I was on the downtown 6 train the other day, sitting at 28th street waiting for the doors to close when I noticed two teenagers on the opposite platform. They weren’t where anyone else on the uptown platform could see them; they had gone beyond the open public area and around a column. It was a small 4 foot long area where MTA workers can find the stairs leading into the tunnel.

The boy had his back to my train and the girl was mostly facing my direction but tilted slightly to one side. At first glance, it looked like they might be making out, and then I saw the boys arm pumping at his side. I saw that the boy was shaking his head no, he wasn’t angry and he didn’t look like he was answering a question. He looked a bit dismissive. The girls eyes were darting everywhere. She never looked at me, and my direct view of them makes it hard to believe that they couldn’t see me or the train car I was in but she did look like she could see the other train cars behind mine. She also looked embarrassed.

The doors on my train started to close and the boy shifted to his left revealing that his arm was still pumping. As my train began to move I caught one last glimpse of the girl’s nervous eyes as her head started to move down and she got on her knees. Without realizing it, I sat up tall. I heard my own voice say “don’t do it.”

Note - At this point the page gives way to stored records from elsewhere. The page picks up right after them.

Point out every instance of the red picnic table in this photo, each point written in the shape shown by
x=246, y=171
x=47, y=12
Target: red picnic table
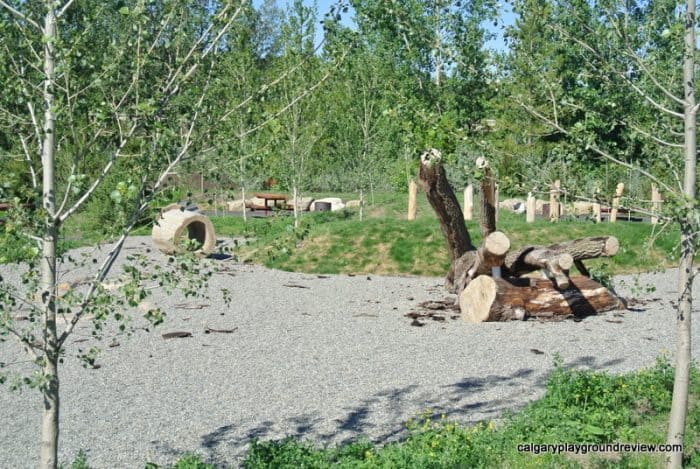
x=267, y=197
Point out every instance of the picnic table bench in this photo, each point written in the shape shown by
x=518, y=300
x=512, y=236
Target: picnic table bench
x=267, y=198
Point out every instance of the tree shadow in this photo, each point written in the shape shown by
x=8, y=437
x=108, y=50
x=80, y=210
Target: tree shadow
x=382, y=416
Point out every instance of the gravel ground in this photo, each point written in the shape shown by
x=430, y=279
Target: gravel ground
x=328, y=358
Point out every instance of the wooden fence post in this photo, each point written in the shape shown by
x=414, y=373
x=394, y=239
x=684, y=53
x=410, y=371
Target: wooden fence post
x=495, y=199
x=530, y=208
x=655, y=204
x=554, y=210
x=469, y=202
x=616, y=202
x=412, y=194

And with that I was in the tunnel on my way to the next stop, 23rd street.

I don’t know if that girl minded the act, but it was clear that she at least minded the location. It made me sad. She looked so uncomfortable, and he looked too comfortable.

Teenagers, not just teenage girls, but teenagers put themselves into so many situations that they don’t feel good about because they’re afraid people won’t like them otherwise. It’s awful sometimes.